The Moreh –Tamu trade link dates back to the British era, it was only in 1995 that both countries agreed to legalise cross-border trade.

 “In between the 60s and 70s, although trade was not legalised, a flourishing barter trade continued. In a week about 500 Indian truck loads of products used to come to Moreh. Then Indian porters would bring them into Tamu. Since our country (read Myanmar) had almost nothing of its own, we were dependent on Indian products. These days we go for Chinese products since they are cheap, we get more margin money. The Chinese products reach us easily from Mandalay. The supply chain from China to Tamu through the China border onward to Mandalay and Tamu is robust and does not have problem like regular bandh like India has in Manipur” said Demwe , a Myanmarese youth who has a wholesale business in Tamu market. 

At a time while India is on its way to set up a Integrated Land Customs Station in Moreh,  the Myanmarese traders feel this had to be done long back.

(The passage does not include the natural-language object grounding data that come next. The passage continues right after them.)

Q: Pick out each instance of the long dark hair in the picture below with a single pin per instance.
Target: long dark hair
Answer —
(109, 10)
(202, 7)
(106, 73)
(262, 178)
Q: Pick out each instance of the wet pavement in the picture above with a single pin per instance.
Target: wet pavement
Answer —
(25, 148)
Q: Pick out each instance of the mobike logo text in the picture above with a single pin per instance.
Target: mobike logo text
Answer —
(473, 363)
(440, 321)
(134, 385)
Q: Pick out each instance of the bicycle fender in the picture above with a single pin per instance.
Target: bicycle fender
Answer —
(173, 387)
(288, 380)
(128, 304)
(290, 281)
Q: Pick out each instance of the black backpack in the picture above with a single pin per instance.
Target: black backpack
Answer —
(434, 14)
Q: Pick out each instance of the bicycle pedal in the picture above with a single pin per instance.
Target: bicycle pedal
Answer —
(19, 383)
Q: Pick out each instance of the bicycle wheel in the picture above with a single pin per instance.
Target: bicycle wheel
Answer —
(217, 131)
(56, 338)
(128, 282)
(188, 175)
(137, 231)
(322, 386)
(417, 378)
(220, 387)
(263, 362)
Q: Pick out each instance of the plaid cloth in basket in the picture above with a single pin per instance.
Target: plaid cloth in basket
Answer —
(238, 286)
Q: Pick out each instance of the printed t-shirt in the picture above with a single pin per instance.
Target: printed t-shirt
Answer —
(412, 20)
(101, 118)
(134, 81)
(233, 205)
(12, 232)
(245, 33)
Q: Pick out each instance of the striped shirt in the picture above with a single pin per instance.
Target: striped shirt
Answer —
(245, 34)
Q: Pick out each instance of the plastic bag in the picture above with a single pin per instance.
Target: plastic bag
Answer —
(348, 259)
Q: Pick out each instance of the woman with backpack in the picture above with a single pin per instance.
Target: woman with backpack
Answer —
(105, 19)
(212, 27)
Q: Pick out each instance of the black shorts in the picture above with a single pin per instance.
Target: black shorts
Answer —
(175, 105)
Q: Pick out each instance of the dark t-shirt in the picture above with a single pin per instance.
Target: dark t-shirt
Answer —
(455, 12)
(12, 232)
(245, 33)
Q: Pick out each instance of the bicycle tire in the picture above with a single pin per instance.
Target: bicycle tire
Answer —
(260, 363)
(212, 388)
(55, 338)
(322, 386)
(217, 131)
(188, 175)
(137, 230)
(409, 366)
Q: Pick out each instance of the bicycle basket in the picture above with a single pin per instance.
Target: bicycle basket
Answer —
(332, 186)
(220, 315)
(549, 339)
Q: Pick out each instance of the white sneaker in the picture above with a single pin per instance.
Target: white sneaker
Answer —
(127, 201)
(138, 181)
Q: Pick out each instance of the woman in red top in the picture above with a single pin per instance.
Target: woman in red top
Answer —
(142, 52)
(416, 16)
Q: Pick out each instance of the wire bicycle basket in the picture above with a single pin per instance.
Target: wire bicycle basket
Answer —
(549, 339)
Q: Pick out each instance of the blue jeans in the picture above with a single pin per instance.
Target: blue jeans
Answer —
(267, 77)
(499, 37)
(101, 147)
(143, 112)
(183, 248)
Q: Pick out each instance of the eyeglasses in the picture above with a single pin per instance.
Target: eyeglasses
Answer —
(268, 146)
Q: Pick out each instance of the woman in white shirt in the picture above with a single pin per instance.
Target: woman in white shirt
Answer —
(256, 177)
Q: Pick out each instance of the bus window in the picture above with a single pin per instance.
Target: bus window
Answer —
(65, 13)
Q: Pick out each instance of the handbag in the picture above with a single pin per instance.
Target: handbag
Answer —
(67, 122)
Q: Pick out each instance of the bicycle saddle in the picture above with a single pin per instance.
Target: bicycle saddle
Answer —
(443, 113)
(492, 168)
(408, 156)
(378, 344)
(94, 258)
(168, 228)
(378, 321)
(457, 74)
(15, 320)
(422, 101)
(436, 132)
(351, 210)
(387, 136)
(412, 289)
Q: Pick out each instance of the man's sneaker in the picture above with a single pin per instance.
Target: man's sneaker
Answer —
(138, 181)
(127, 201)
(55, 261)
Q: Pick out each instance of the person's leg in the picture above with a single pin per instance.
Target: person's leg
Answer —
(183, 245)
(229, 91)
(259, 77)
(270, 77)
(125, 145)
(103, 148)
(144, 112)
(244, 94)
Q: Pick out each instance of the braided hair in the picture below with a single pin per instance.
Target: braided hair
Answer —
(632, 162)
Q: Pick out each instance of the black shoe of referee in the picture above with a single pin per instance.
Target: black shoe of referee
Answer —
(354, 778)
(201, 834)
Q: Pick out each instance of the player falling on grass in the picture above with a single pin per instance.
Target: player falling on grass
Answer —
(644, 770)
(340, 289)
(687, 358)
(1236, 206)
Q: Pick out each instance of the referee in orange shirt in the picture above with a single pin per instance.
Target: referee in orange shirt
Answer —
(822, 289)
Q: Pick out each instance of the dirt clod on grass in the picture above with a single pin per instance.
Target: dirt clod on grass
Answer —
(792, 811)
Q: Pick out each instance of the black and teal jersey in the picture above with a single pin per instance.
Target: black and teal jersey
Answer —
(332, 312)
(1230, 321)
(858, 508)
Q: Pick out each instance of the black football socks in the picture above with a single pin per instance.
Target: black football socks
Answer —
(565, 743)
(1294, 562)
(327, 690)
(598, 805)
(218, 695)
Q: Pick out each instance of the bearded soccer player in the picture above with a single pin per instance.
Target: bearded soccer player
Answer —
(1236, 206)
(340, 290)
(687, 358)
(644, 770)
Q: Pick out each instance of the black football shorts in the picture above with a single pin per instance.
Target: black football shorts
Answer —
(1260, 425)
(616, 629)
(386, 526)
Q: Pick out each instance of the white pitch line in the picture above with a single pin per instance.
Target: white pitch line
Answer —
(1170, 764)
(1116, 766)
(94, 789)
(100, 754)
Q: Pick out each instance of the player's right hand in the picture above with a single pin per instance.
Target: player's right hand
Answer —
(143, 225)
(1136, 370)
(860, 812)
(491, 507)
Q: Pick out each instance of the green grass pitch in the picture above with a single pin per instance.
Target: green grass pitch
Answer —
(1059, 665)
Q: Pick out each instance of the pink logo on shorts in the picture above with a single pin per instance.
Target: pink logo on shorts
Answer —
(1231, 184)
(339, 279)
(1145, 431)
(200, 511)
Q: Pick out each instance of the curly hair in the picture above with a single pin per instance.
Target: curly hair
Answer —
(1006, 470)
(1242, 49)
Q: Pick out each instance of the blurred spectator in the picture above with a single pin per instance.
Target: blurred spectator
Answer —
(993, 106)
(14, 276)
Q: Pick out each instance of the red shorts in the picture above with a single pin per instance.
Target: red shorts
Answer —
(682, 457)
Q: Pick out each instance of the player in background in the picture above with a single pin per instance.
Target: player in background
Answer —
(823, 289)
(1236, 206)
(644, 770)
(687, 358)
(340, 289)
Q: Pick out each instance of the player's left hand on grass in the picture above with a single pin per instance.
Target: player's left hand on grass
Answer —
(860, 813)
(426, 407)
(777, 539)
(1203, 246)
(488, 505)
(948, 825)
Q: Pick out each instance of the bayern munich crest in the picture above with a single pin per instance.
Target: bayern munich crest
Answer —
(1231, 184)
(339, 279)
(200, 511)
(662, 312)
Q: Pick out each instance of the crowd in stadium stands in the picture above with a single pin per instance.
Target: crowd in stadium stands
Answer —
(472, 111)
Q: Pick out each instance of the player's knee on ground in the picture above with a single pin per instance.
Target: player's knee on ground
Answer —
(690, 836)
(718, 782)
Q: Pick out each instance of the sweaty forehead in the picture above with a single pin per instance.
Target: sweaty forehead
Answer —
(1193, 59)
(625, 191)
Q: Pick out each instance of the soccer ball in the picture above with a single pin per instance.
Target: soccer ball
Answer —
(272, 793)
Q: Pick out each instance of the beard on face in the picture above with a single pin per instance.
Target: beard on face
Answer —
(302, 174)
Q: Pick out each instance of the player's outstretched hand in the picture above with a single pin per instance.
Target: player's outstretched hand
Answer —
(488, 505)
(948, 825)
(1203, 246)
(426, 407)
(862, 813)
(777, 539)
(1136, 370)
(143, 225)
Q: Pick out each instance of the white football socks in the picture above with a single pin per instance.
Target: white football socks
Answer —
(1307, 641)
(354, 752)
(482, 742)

“ Better late then never. 15 years back, we never thought of Chinese products. We used to look toward India. The Integrated Land port will not be of great use unless insurgency and ethnic conflicts in Manipur are solved. We will keep having bandhs” said another Myanmarese trader Millima, who frequents Moreh with Betel nuts and gingers from Myanmar.

Another Nepali youth who is a Myanmarese citizen on condition of anonymity says: “Our side of the border is more developed these days than Moreh. Moreover , our military junta has administered well. In China also there is one party rule. India is politically different”.